Et c’était justice, car le peu de trafic qui se faisait dans la régence allait chaque jour en diminuant. La misère, s’étendant comme une gangrène, avait pris de telles proportions que la population qui, avant notre venue, avait traversé une famine effroyable se mit à émigrer d’une façon suivie en Tripolitaine. Par haine et par politique, les Turcs de cette régence accueillirent ces allâmes et leur donnèrent à manger. Ce fut encore à l’influence d’une secte religieuse des plus puissantes, celle des Snoussya mahométans, que, lors de notre installation définitive en Tunisie, se produisit un nouvel exode en Tripolitaine, de 200,000 Tunisiens. Ainsi qu’on l’a prétendu à tort, ils n’étaient pas tous nomades. Assurément, il y en avait dans le nombre, mais il y figurait des propriétaires et des hommes influens par leur situation dans la régence. M. Marc Fournel en voit la preuve dans ce fait que, dans quelques villes de l’intérieur, les services administratifs de l’armée d’occupation furent installés dans des maisons abandonnées par les dissidens, et ces maisons étaient peut-être les mieux construites ou les plus confortables de ces villes[1].

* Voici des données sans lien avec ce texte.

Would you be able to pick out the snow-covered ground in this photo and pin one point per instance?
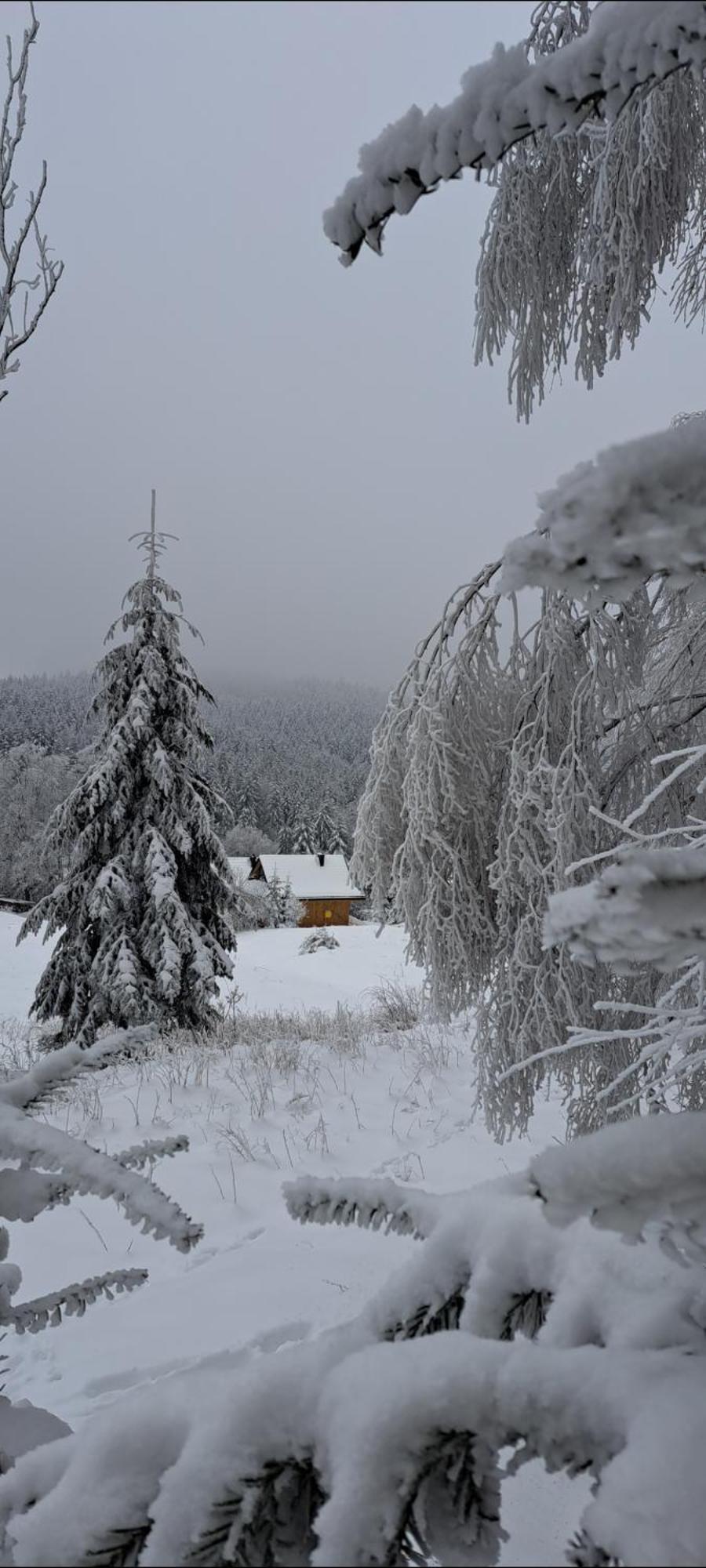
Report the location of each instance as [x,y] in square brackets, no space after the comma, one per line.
[352,1103]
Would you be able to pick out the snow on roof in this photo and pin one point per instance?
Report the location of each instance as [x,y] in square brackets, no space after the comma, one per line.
[241,866]
[311,880]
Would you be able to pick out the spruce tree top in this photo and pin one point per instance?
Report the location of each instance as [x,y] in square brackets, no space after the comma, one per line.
[147,898]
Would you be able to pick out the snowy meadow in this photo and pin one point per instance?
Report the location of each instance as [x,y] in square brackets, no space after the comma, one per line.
[311,1075]
[429,1178]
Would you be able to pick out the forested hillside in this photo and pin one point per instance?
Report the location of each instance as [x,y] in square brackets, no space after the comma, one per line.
[280,753]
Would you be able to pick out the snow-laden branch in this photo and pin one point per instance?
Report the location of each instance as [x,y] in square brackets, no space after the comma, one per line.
[59,1067]
[652,1169]
[635,512]
[87,1171]
[354,1446]
[649,907]
[379,1205]
[71,1302]
[508,100]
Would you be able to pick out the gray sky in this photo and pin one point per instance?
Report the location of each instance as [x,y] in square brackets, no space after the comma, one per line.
[319,438]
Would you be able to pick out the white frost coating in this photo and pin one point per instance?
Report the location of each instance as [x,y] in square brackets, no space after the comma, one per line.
[610,526]
[649,907]
[410,1429]
[652,1169]
[369,1202]
[506,100]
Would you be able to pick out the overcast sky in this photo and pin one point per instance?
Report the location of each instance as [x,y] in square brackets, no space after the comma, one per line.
[319,440]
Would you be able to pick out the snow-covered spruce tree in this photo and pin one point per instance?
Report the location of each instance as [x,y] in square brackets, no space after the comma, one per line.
[144,909]
[283,907]
[302,833]
[322,832]
[595,134]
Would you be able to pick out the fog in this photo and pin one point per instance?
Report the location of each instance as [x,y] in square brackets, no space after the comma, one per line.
[319,440]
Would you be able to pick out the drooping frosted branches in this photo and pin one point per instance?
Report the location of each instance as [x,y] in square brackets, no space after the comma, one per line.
[506,101]
[594,132]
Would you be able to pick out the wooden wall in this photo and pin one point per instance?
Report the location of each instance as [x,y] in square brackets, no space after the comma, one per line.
[326,912]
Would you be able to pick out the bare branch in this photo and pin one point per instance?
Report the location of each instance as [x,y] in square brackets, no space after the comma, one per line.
[23,299]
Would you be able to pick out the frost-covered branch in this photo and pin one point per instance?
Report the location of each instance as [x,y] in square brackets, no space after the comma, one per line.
[373,1445]
[509,100]
[71,1302]
[23,300]
[635,512]
[27,1189]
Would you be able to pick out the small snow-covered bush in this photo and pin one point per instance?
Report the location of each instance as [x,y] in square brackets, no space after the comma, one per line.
[319,938]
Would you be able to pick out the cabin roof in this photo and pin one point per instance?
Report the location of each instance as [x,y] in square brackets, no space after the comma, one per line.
[308,879]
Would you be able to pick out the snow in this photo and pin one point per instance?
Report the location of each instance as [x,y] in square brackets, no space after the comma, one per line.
[396,1109]
[611,524]
[241,866]
[310,879]
[649,907]
[506,98]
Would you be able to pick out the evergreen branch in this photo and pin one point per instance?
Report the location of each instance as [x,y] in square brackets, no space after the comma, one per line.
[122,1548]
[73,1301]
[473,1498]
[373,1205]
[87,1172]
[269,1519]
[150,1152]
[432,1318]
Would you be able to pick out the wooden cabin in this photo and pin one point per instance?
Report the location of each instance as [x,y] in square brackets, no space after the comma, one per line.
[321,882]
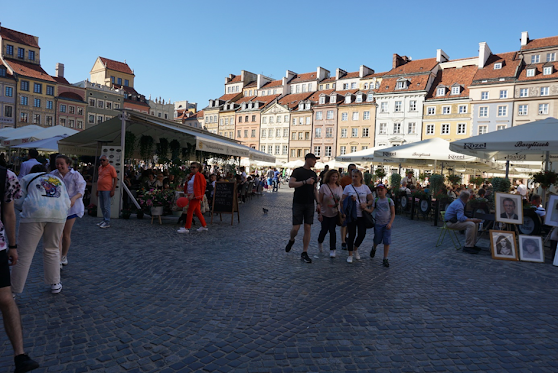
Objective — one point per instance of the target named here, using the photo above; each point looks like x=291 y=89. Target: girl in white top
x=363 y=197
x=329 y=199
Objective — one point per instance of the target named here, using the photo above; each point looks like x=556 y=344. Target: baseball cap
x=311 y=155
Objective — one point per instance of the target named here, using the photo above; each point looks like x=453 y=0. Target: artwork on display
x=502 y=245
x=509 y=208
x=531 y=249
x=551 y=217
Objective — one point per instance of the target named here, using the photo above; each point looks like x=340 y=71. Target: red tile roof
x=541 y=43
x=116 y=66
x=30 y=70
x=448 y=77
x=414 y=67
x=299 y=78
x=18 y=37
x=539 y=72
x=508 y=70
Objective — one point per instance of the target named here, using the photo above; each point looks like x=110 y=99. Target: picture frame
x=502 y=245
x=551 y=217
x=531 y=249
x=509 y=208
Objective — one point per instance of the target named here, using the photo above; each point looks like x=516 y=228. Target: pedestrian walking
x=10 y=188
x=44 y=205
x=361 y=194
x=303 y=180
x=195 y=189
x=385 y=214
x=75 y=185
x=329 y=198
x=106 y=185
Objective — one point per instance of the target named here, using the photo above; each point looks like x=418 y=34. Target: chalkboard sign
x=225 y=200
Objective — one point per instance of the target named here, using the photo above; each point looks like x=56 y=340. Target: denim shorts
x=382 y=234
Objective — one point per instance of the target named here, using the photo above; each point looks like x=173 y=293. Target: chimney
x=484 y=53
x=59 y=70
x=524 y=38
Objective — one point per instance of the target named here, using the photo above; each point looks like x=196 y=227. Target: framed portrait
x=531 y=249
x=502 y=245
x=509 y=208
x=551 y=217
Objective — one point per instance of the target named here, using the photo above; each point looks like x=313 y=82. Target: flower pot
x=156 y=210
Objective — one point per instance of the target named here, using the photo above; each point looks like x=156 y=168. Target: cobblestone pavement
x=141 y=298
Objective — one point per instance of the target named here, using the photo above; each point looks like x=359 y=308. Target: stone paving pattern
x=141 y=298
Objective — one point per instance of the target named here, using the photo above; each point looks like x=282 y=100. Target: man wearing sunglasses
x=106 y=184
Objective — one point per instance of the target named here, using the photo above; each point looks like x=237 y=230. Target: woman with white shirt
x=75 y=185
x=362 y=195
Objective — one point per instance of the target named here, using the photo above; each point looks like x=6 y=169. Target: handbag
x=368 y=218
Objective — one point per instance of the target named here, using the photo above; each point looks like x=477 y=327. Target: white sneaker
x=56 y=288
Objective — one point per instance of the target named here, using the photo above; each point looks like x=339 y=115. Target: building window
x=502 y=111
x=383 y=129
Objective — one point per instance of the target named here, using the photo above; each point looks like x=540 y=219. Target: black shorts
x=4 y=269
x=303 y=212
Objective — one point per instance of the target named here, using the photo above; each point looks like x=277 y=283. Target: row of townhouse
x=332 y=115
x=29 y=95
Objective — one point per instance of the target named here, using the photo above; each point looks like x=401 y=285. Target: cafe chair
x=450 y=232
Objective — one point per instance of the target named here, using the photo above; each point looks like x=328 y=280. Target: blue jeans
x=104 y=203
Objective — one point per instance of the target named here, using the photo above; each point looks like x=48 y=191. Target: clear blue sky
x=183 y=50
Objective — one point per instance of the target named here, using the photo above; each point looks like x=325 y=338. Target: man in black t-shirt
x=303 y=180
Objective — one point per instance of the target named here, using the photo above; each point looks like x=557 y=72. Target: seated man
x=455 y=219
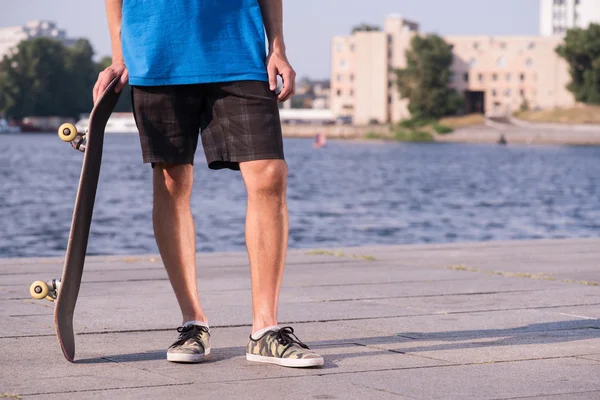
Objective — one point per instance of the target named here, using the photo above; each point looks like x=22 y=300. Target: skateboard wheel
x=67 y=132
x=39 y=290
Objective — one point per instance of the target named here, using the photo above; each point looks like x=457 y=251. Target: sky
x=310 y=24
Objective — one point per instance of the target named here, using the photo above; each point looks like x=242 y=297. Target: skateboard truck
x=45 y=290
x=68 y=133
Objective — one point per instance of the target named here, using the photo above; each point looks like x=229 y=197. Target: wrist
x=277 y=46
x=118 y=60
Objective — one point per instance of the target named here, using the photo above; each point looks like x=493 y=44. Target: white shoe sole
x=188 y=358
x=286 y=362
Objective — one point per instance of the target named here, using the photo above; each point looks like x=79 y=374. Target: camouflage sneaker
x=279 y=347
x=192 y=346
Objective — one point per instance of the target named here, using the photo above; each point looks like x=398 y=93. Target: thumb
x=122 y=81
x=272 y=71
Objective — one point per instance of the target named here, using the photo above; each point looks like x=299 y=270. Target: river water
x=348 y=193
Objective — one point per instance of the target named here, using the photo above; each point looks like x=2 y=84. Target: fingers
x=105 y=78
x=289 y=85
x=122 y=81
x=272 y=72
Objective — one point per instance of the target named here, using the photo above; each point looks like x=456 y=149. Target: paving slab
x=496 y=320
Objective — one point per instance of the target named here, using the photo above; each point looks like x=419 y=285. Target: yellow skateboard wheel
x=38 y=290
x=67 y=132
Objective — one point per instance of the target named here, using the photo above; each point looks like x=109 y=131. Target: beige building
x=557 y=16
x=495 y=74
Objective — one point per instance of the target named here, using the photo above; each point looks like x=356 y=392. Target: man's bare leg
x=175 y=235
x=266 y=235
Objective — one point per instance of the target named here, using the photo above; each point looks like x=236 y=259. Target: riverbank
x=501 y=320
x=580 y=115
x=470 y=129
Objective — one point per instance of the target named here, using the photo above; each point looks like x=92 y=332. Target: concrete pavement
x=495 y=320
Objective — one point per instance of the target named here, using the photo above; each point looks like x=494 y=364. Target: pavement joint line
x=165 y=279
x=317 y=321
x=160 y=267
x=546 y=395
x=107 y=389
x=328 y=300
x=418 y=296
x=382 y=390
x=586 y=357
x=577 y=316
x=526 y=275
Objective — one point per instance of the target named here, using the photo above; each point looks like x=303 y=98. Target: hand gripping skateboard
x=66 y=289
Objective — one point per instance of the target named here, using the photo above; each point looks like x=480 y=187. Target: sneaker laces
x=284 y=337
x=189 y=332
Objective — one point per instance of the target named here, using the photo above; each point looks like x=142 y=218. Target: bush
x=373 y=135
x=441 y=129
x=412 y=136
x=414 y=122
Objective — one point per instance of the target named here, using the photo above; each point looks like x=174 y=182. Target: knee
x=174 y=180
x=267 y=178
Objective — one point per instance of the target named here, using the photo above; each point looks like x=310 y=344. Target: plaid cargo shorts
x=237 y=121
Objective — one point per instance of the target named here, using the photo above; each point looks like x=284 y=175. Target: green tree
x=124 y=103
x=425 y=80
x=82 y=72
x=34 y=80
x=581 y=50
x=364 y=27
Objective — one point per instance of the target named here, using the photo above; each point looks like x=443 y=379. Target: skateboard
x=65 y=290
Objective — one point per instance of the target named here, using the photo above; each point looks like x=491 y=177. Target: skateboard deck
x=66 y=290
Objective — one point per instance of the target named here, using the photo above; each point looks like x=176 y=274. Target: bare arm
x=117 y=68
x=277 y=63
x=114 y=15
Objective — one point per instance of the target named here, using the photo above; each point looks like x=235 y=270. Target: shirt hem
x=197 y=79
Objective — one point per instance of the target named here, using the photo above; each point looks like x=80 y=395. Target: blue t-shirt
x=172 y=42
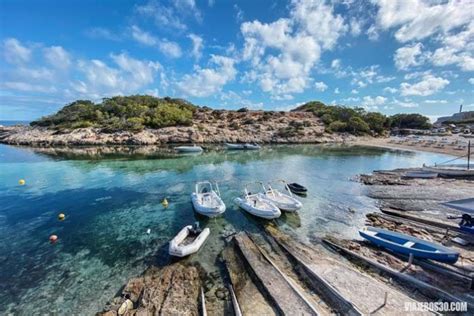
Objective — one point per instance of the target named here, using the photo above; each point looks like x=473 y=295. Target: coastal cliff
x=208 y=126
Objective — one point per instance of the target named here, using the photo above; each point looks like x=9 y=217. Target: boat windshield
x=204 y=187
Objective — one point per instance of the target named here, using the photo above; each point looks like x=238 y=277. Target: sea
x=112 y=196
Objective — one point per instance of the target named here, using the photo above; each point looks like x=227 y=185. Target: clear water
x=11 y=123
x=111 y=201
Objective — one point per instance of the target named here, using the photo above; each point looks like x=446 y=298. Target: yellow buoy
x=53 y=239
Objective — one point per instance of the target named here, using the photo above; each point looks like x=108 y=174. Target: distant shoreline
x=384 y=143
x=268 y=132
x=13 y=122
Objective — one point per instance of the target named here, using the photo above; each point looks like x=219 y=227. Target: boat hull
x=214 y=211
x=467 y=229
x=450 y=172
x=292 y=205
x=189 y=149
x=421 y=175
x=177 y=249
x=274 y=212
x=296 y=188
x=235 y=146
x=404 y=244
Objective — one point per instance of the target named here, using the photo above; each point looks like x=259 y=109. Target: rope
x=444 y=162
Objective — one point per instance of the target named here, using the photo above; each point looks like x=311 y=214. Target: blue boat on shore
x=405 y=244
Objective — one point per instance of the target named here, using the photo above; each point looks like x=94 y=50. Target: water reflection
x=111 y=197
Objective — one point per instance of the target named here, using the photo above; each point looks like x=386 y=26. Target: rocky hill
x=207 y=126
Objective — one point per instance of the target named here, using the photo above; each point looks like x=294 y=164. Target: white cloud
x=373 y=101
x=57 y=56
x=15 y=52
x=418 y=19
x=208 y=81
x=390 y=90
x=407 y=56
x=102 y=33
x=372 y=33
x=168 y=48
x=405 y=104
x=197 y=45
x=239 y=14
x=449 y=23
x=163 y=16
x=368 y=75
x=427 y=86
x=101 y=79
x=284 y=52
x=436 y=101
x=28 y=87
x=320 y=86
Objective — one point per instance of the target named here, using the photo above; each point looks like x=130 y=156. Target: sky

Sur l’avis de la nouvelle commission financière, nous pûmes prendre rengagement d’organiser les finances d’après un système qui devait ramener l’abondance dans un trésor à sec et fort endetté[2]. Si l’on se rappelle qu’à Berlin comme à Londres, on nous avait donné carte blanche, il est difficile de voir dans cet étonnant traité de Kasr-Saïd autre chose qu’une preuve du détachement qu’ont certains hommes politiques de France pour les biens d’un autre hémisphère. Lorsque le voyageur russe, déjà cité, en eut connaissance, il écrivit à M. Paul Leroy-Beaulieu, pour lui exprimer ses regrets de la pusillanimité française qui s’arrêtait ainsi à mi-chemin. Les Tunisiens pensèrent comme M. de Tchihatchef, lorsqu’ils ne nous virent occuper ni Tunis ni Kairouan. A Sfax, le 28 juin 1881, la population se souleva, pilla les maisons européennes, insulta et blessa notre consul. La gare de l’Oued-Zargua, dans la vallée de la Medjerda, fut incendiée et les employés massacrés. Partout on signalait des assassinats, la situation des colons fut un moment terrible, et, pendant quelques semaines, isolés comme ils l’étaient, plus d’un crut sa fin prochaine.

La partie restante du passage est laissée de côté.